The new tunable graphene device for experiments in exotic physics, Scientists have been looking for ways to make this atomically thin 2D material to work.
Graphene is thinner than a DNA strand, but still 200 times stronger than steel. It is an excellent conductor of electricity and heat and can be accommodated in various forms – from ultra-thin 2D panels to electronic circuits.
Now researchers have used the talents of their graph system to unite not two but three properties: superconductors, isolation and a type of magnet called ferromagnetism.
Multitasking devices can activate new physical experiments, such as faster-generation electronic research such as quantum computer technology. The new tunable graphene device for experiments in exotic physics.
Graphene has great potential in the electronics world. Its atomic structure, combined with strong electronic and thermal conductivity, “can offer unique advantages in the development of next-generation electronic devices and storage.”
The problem is that the magnetic material used in electronics today consists of ferromagnetic metals such as iron or cobalt alloys.

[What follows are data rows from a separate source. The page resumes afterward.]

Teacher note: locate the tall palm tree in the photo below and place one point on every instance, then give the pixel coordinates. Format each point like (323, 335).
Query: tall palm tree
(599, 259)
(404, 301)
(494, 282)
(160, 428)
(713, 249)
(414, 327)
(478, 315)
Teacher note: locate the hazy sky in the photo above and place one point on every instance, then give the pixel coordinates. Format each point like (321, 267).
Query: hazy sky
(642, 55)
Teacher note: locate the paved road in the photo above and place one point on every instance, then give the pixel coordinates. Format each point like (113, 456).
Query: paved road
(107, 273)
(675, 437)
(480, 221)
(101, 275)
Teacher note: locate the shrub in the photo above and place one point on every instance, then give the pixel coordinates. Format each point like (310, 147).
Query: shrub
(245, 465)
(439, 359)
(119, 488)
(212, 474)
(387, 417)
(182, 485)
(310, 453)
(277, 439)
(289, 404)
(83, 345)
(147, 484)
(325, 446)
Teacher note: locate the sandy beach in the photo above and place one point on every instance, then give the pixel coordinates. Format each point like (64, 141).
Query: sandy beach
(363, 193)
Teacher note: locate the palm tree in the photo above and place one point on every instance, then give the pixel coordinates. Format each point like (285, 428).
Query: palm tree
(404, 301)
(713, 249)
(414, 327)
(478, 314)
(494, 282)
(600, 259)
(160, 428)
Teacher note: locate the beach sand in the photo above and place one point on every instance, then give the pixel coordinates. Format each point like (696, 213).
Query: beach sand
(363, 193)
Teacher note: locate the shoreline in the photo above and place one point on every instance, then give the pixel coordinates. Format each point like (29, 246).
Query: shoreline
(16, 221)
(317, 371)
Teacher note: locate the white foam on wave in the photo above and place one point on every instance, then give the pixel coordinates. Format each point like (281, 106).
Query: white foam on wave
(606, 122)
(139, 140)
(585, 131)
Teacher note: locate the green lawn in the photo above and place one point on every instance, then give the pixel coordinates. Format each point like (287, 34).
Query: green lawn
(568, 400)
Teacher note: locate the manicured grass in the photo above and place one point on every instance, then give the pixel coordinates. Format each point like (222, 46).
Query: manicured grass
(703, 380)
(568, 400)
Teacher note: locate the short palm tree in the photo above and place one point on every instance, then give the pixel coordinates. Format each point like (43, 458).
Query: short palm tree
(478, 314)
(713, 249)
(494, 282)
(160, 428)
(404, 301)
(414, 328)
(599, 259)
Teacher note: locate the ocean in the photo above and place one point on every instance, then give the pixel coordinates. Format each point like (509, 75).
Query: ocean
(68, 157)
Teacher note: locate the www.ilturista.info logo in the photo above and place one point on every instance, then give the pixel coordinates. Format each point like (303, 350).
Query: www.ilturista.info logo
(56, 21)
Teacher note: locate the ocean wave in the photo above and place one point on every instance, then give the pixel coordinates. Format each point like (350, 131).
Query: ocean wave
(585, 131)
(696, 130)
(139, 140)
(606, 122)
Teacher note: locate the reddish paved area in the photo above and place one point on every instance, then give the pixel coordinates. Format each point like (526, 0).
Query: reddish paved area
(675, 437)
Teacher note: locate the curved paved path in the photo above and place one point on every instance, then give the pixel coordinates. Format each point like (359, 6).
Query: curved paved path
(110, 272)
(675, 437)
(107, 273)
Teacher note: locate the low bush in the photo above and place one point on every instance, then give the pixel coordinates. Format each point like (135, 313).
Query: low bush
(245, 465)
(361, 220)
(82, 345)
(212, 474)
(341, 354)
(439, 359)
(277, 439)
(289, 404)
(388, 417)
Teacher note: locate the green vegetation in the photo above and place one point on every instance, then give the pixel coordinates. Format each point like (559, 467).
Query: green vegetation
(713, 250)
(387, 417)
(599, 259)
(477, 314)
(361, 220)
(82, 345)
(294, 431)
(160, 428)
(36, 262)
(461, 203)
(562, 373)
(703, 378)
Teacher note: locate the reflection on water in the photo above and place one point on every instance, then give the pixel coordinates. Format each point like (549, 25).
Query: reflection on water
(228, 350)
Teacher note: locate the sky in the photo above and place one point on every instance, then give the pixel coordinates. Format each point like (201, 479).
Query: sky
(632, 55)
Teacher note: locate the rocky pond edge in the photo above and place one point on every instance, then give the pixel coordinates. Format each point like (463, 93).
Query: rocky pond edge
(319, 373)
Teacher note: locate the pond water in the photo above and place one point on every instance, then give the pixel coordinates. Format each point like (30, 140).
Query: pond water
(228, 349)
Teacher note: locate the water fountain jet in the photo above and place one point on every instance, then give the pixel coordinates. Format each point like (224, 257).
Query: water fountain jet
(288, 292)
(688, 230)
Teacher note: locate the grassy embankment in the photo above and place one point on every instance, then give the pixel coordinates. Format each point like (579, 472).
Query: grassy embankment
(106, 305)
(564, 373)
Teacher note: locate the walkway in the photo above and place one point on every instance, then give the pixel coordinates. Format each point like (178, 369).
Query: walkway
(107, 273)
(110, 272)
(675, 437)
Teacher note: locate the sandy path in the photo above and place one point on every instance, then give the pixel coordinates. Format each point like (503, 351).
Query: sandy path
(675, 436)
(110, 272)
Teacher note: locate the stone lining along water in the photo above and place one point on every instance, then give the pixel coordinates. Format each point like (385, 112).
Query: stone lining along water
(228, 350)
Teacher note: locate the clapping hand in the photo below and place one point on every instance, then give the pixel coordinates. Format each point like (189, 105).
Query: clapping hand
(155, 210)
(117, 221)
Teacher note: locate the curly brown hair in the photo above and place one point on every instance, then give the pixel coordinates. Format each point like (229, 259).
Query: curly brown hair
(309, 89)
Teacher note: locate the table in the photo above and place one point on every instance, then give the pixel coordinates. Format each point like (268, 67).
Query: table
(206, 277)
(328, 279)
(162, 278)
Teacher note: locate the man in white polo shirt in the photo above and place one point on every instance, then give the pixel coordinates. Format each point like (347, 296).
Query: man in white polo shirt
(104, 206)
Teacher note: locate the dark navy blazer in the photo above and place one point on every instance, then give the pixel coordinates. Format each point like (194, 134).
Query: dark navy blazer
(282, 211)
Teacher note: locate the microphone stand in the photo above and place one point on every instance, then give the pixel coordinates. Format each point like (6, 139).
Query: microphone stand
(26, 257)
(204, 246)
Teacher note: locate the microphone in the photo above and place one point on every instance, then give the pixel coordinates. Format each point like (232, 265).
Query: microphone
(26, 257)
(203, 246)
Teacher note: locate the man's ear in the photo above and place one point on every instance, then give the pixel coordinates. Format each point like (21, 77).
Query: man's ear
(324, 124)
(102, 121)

Like ordinary magnets, ferromagnetic materials have north and south poles.
When ferromagnetic material is used to store data on a computer’s hard drive, these poles point up or down and represent zeros and bits called.
By applying electrical voltage through the gates of the graphical device, the electron force supplied to the device moves in the same direction as a small car moving along the route. This creates a strong inertia that turns a graphene device into a ferromagnetic system.

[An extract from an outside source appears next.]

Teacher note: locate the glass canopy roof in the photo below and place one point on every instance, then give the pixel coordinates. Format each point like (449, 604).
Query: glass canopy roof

Further measurements revealed amazing new properties: the interior of the graph system became not only magnetic, but also insulating; and despite its appeal, its outer edge overflows into an electronic channel that moves without a hitch. The new tunable graphene device for experiments in exotic physics.
Such properties mark a rare class of insulators known as Chern insulators, the researchers said.
Researchers say: Our findings show that graphene is the ideal platform for studying a variety of physics, from single particle physics to superconductivity and now physics topology to the investigation of quantum phases of matter in 2D material. The new tunable graphene device for experiments in exotic physics.
The researchers hope to conduct more experiments with their graphene devices to better understand how Chern’s isolation / magnetism and the mechanism behind its unusual properties arise.